Apres quelques morceaux de "rodage" (Drill, Inside inside my head...) Colin Greenwood refourgue une démo moisie a un représentant de Parlophone. Le groupe se nomme a présent Radiohead et signe chez Parlophone.
Pablo Honey (1993)
Pablo Honey sort en 1993 en pleine vague rock/punk. En étant honnete ce premier album n'a rien de mémorable, hormis le single (détestable pour ma part) qui les fait connaitre du grand public. La chanson qui va les propulsés sur le devant de la scène, Creep. Qui ne connait pas cette chanson? peu de personne mais Ce succès soudain déstabilise le groupe. On les compare déjà aux nouveaux U2 ce qui commence à les énerver et à leur mettre la pression, le band ne s'attendait pas vraiment a toute cette folie autour d'eux.
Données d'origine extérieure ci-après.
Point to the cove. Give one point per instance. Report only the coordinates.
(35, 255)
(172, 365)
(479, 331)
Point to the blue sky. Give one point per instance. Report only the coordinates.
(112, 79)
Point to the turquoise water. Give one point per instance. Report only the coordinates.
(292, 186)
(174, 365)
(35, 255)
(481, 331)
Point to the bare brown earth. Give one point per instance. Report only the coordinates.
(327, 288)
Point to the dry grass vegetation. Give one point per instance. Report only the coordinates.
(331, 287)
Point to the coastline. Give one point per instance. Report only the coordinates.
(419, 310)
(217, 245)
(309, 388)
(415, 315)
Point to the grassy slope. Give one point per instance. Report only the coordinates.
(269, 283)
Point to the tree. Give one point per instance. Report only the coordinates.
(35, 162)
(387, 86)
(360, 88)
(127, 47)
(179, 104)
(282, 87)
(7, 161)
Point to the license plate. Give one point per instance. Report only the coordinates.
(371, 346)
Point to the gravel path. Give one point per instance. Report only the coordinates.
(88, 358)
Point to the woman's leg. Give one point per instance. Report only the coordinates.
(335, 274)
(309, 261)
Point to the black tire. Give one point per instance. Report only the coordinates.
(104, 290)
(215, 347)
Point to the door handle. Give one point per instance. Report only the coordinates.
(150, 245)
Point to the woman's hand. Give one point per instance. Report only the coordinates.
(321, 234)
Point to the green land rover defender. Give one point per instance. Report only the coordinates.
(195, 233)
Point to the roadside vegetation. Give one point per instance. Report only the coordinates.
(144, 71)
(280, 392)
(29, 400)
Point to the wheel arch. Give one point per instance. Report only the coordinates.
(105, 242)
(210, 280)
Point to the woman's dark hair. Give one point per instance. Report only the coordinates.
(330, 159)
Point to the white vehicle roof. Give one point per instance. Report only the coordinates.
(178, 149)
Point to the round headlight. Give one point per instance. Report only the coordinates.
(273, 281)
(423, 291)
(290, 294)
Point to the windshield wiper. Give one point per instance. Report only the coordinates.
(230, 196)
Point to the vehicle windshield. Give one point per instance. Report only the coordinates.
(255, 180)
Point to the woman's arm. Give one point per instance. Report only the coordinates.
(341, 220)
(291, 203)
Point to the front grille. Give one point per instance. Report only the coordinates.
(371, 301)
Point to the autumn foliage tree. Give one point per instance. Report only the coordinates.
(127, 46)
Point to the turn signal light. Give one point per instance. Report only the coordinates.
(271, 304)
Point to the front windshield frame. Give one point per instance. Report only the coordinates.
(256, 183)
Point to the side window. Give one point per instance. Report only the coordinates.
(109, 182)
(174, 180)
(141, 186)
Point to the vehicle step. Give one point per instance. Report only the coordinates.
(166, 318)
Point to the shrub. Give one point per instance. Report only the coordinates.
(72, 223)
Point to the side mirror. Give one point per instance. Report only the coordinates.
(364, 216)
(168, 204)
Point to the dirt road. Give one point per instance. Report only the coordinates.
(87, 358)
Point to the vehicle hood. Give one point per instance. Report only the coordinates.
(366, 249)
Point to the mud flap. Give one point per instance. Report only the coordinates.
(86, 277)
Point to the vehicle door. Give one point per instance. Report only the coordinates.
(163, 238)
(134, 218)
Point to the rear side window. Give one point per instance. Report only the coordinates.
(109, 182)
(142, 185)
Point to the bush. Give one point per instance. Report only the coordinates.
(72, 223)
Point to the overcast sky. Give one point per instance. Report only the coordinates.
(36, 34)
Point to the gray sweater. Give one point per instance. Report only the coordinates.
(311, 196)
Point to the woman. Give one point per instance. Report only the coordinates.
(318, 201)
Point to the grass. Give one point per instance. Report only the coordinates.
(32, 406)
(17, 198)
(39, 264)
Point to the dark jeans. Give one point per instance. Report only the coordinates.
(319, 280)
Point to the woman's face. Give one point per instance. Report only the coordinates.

Bientot il se murmure dans la presse musicale assasine que le groupe n'est qu'un vulgaire "one shoot", c'est a dire un groupe qui ne survivra pas au succès de son single (donc en l'occurence Creep).

The Bends (1995)
Le groupe se remet en question, agacé par le succès de Creep au détriment du reste de l'album. Un nouvel album est l'occasion pour Radiohead de se reposer après une tournée fatiguante. Radiohead n'est pas le groupe d'un seul single et leur deuxième album The Bends sortit dans les bacs en 1995 est un succès qui fait taire les mauvaises langues.
Surtout que pendant l'enrregistrement de The Bends le groupe fait une rencontre qui va marqué un véritable tournant dans la carrière du groupe.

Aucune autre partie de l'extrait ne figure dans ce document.